Hard Questions

Why should I trust a Church run by sinful humans?

⏱️ 8 min read 📝 1,470 words
In Brief

Because she is run, finally, by Christ. The Church’s sinfulness is not a contradiction of her divine origin but a feature of it — Christ chose to entrust His mission to fishermen, tax collectors, and a denier, and He has been doing so ever since.

Catholic Apologetics · Hard Questions

Why Should I Trust a Church Run by Sinful Humans?

You’re not asked to trust the humans — but Christ, who works through them anyway. The grace is His; the rusty pipe doesn’t poison the water.
Quick Answer

Because the Church does not ask you to trust the humans — it asks you to trust Christ, who chose to work through humans anyway. That is the whole point. If holiness of the membership were the guarantee, the Church would have collapsed in the first generation, when one of the twelve hand-picked Apostles betrayed Him for money and the chief of them denied Him three times. The faith was never resting on the men. It rests on the One who keeps using them.

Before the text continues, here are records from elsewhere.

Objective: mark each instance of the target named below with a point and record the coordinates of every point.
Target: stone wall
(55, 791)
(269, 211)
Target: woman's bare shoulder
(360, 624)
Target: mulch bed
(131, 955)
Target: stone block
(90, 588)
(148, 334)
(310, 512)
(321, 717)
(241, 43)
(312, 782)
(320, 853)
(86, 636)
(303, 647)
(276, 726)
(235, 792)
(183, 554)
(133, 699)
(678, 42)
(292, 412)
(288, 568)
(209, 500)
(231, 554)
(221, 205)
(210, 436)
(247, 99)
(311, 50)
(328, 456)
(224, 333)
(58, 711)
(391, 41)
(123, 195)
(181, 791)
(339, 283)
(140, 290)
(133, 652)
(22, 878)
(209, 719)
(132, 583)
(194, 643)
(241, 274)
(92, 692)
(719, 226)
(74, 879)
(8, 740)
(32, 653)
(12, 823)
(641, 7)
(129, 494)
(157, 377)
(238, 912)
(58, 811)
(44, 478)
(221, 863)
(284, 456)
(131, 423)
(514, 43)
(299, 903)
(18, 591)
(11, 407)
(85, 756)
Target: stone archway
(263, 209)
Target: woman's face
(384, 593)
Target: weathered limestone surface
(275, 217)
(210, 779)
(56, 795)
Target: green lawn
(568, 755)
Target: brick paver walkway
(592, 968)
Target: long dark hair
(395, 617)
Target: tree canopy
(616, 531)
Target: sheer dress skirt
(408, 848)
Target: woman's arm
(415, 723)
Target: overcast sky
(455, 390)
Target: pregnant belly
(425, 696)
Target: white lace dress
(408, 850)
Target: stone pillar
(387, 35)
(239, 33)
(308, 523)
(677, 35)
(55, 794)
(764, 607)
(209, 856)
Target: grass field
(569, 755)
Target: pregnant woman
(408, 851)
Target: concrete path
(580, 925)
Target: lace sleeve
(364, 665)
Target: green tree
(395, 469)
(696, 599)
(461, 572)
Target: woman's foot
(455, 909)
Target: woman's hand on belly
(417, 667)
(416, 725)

This exact objection has a name and a verdict. In the fourth century the Donatists argued that sacraments administered by unworthy clergy were void — that a sinful priest could not give real grace. The Church, through St. Augustine, answered decisively: the power is Christ’s, not the minister’s. “Peter may baptize, but this is He that baptizes… Judas may baptize, still this is He that baptizes.”1 The grace flowing through a corrupt cleric is no more contaminated by him than clean water is poisoned by the rusty pipe it passes through.

Scripture says as much without flinching. The treasure is deliberately stored in unworthy containers: “we have this treasure in earthen vessels, that the excellency may be of the power of God, and not of us” (2 Corinthians 4:7). And of corrupt religious leaders Christ said plainly, “whatsoever they shall say to you, observe and do; but according to their works do ye not” (Matthew 23:2–3) — heed the office, do not imitate the man. The arrangement is intentional, not embarrassing.

So the sins of churchmen, real and grievous as they are, leave the question of truth untouched. You do not refuse a king’s letter because the courier is a scoundrel; you read the letter. The grace the Church carries reaches us through an unbroken chain of ordinary, fallen hands — and the proof that it is God’s and not theirs is that it has survived every one of them.2 Which is also why the scandals, however damning to individuals, never reach the deposit of faith.